Feb 7, 2015

Fourteen Poems from Loneliness Spoils its Victims

Dara Abdallah

Translated by: Mona Kareem

Illustration by Shuxian Lee

Wars


This might sound crazy, but isn't war nostalgic for singularity, loneliness, purity, and solitude? Isn't killing others considered "cleansing"? War is a mechanical rubbing between groups that are fighting to translate the collectivities' desire to be composed of individuals. War is the aggressive application of an instinctual longing for a purified heavenly world where the inhabitants are pseudo-elements, and quietness is an echo of loneliness. Who among us remembers the faces of those killed in massacres: in Halabja, Karm Al-Zaytoun, and Sabra and Shatila—where the hands of hundreds and thousands got together to jump from one shore to another. Their beating hearts and united breath might redeem the tragedy of a solitary individual. During a massacre, the killer misses out on the pleasure of killing one individual at a time. In massacres, hundreds of names decay, while one victim becomes a star: loneliness spoils its victims.




Praising "Fear"



Why despise "fear"? Zealous writing that glorifies "heroism" and "sacrifices" and "blood" recharges a violent and masculine symbolic language. A text filled with heroism is a suffocating lung. Heroism kills the space of longing that exists between reader and writer; it is like two people speaking to each other with their mouths glued together. A language that speaks of killing happily and cheerfully will one day justify killing. It is necessary to both humanize emotions and take them from the infinite and immutable to the historical, in order to limit the reproduction of dictatorships.

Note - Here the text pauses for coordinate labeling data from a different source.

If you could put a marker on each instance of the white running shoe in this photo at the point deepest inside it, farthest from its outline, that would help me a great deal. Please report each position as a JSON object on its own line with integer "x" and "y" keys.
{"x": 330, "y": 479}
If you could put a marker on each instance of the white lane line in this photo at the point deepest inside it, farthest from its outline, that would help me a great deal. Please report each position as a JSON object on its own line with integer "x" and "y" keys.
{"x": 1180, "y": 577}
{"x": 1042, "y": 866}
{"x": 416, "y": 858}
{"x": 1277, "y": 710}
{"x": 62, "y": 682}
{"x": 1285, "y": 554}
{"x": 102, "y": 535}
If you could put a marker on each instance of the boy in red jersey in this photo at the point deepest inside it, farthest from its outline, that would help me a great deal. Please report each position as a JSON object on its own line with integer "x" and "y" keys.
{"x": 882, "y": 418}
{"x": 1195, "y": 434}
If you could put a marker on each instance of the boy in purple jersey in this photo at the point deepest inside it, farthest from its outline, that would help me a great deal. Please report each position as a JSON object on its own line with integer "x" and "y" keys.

The white sheet is a writer's confession chair, like the sea for a lover, like the priest for a guilty believer. Writing is like forgetting, a grand motherhood, so why pretend?



After a short and ungenerous experience in security cells, my "barrier of fear" is now doubled and thickened. Since then, I am now scared of opening doors, scared of whoever knocks on my door; every time I open a door, I live out a few nerve-wracking minutes. I fear state police and traffic police and soldiers and bearded men with shaved heads. I see prisons as places of humiliation, not stages of heroism. We need writings filled with defeat and evanescence.